I laugh bitterly. "That's your excuse? Your parents made you?"

"It's not an excuse. It's the truth." He sits up too, and now we're facing each other across the pillow barrier. "They gave me an ultimatum. Cut you off publicly and completely, or they'd destroy your family's restaurant."

The words don't make sense at first. "What?"

"They threatened to report fake immigration violations. Health code violations. Anything they could fabricate to shut down your family's business." His voice is flat, emotionless. "They said if I didn't end our friendship in a way that made it clear I was choosing them, they'd ruin your family."

I stare at him, trying to process this.

"You're lying."

"I'm not."

"You expect me to believe your parents, who were always polite to me, who smiled and made small talk, would do something that cruel?"

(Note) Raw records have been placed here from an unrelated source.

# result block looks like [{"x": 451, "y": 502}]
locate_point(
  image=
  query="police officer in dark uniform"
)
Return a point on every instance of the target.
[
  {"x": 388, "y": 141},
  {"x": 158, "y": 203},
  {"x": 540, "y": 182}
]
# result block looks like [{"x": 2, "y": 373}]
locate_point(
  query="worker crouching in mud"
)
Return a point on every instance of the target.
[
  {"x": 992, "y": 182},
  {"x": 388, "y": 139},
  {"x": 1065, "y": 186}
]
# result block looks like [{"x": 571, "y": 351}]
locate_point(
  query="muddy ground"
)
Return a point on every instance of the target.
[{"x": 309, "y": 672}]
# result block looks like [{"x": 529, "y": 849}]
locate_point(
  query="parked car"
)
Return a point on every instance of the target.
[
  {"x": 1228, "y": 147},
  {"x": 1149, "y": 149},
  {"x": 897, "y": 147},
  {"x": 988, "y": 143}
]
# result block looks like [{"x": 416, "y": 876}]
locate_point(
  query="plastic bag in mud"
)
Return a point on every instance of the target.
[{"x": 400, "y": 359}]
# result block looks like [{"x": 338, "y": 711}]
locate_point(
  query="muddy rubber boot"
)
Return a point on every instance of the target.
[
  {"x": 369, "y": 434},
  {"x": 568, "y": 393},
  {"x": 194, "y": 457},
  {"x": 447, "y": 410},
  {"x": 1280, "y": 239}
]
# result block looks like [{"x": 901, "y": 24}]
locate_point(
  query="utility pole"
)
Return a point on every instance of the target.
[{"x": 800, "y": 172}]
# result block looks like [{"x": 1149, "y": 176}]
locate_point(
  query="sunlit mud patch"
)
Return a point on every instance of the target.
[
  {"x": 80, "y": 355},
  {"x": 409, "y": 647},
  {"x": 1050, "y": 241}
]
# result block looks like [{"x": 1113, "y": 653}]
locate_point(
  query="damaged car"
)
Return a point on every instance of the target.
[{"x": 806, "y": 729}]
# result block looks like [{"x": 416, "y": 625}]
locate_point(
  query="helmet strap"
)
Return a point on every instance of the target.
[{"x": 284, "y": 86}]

"They were polite to your face. Do you know what my mother called you when you weren't around? 'The restaurant girl.' Like you were a servant, not a person." His jaw tightens. "They thought you were beneath me. Inappropriate for their son, they thought it would embarrass the family if they let in a poor girl into the family. Their image was more important than what I wanted and when they realized I—" He stops.

"Realized you what?"

"Nothing. It doesn't matter."

"Finish the sentence."

"When they realized I had feelings for you," he says quietly. "That's when they gave me the ultimatum. Either destroy our friendship publicly, or they'd destroy your family. Those were my only options."

I'm shaking. From anger or shock or something else, I can't tell.

"So you chose to destroy me instead."

"I chose to protect you. Your family needed that restaurant. Your grandmother's medical bills, your sister's expenses, losing that income would have devastated your family."

"So you played the hero by making yourself the villain."

"I played a coward by not telling you the truth. By not finding another way." He runs a hand through his hair. "I was eighteen and terrified and I made the worst choice possible. I thought if I hurt you publicly enough, my parents would back off and you'd hate me, but at least your family would be safe."